By far the hardest part about leaving for college was realizing that I would not be living under the same roof as my two best friends. Yes, it sounds so cliche, but my little sisters are truly my best friends. Having little sisters has so many benefits, big and small. For me, they are two extensions of my own closet, my personal makeup artists, and they are the ones I go to when I need an honest opinion. Little sisters, if they are anything like mine, are always there to tell you that you deserve more than that dumb boy, they’re there to defend you when you are in deep shit with your parents, and they are the people who know you better than you know yourself. If college has made me realize anything, it is that friends come and go, but sisters are forever.
I never realized just how much I depend on my sisters until I was away at college. Granted, I am only a short 30 minute drive from home, but 30 minutes feels like forever when you are having a bad day and can’t just hop into bed with your sisters, eat popcorn, and watch Netflix. I can honestly say that my sisters have seen me at my absolute worst. They have been with me for the lowest points in my life, and still continue to love me endlessly and unconditionally. If I am being ridiculous and overreacting about something incredibly minuscule, they are the first ones to let me know with a “Really Nat?”
Everyone has dealt with their fair share of heartbreak, and I have found that my sisters are the ones who know just what to say to mend it all. “You are so much stronger and deserve better than that” or a “Ew, he’s gross and stupid don’t give him any more of your time” are just some of the words that have literally turned my world around and made me feel alright again. When I feel as though my entire life is crashing down, my sisters are the ones who remind me that tomorrow is another day, and that pain does not last forever.
I am definitely the weirdest version of myself with my sisters. There are no two people on this earth who I feel like I can be my complete and utter self with. It gets scary at times, because I don’t realize that normally people don’t nakedly walk into other people’s rooms borrow clothes. Wearing no clothes around my sisters is oddly comfortable, but when it comes to almost committing a fashion faux-paus, they come in clutch with a “do not wear that in public you will embarrass us.” From the countless dance parties that usually resulted in our mom telling us to turn down the music, to late night Wendy’s runs, to having inside jokes that no one could begin to comprehend, my sisters are the people who have seen it all--the good, the bad, and the downright bizarre.
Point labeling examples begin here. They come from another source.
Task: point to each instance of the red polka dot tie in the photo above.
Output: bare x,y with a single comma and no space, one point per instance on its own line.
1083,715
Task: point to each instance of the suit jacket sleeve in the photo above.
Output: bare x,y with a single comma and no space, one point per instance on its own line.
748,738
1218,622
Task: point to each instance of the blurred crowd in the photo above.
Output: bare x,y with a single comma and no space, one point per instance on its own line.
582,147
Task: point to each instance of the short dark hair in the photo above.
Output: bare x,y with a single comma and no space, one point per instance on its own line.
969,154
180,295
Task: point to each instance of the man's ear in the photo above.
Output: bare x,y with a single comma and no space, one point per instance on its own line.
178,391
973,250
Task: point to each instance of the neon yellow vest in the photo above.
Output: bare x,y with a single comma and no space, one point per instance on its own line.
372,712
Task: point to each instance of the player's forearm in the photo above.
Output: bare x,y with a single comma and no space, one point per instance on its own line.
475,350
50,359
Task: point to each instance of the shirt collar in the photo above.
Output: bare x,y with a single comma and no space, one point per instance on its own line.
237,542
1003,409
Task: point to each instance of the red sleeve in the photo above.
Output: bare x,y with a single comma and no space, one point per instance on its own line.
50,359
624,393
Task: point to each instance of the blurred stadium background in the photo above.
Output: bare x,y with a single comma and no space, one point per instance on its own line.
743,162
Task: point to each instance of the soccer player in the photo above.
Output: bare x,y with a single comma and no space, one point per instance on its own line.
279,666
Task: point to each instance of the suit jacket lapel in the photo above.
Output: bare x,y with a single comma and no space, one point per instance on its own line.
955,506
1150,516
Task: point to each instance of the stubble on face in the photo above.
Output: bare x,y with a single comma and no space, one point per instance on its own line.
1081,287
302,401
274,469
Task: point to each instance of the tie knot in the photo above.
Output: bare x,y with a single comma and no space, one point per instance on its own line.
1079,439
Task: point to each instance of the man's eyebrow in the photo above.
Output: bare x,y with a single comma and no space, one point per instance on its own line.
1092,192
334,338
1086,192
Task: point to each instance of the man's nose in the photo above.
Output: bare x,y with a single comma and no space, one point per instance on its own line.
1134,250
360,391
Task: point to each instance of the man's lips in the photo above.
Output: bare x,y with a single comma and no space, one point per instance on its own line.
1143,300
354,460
To say I have no idea where I would be without my sisters is an enormous understatement; I would not be the person I am today if I did not have them in my life. In tough situations, I often think to myself “what would Deede/Elena do in this instance?” Or if I am faced with a decision that tests what I stand for, I think “is this something that Deede/Elena would be proud of?” While I am the eldest sister of the family, I don’t think my sisters realize how much I look up to them. They push me to be stronger and remind me not to take shit from anybody, never to settle for less than I deserve, and above all else to never change for anybody, because I would not be the same, weird, silly, loving older sister if I did. So to Deede, Elena, and all of the siblings out there that us eldest siblings could not live without, this one’s for you.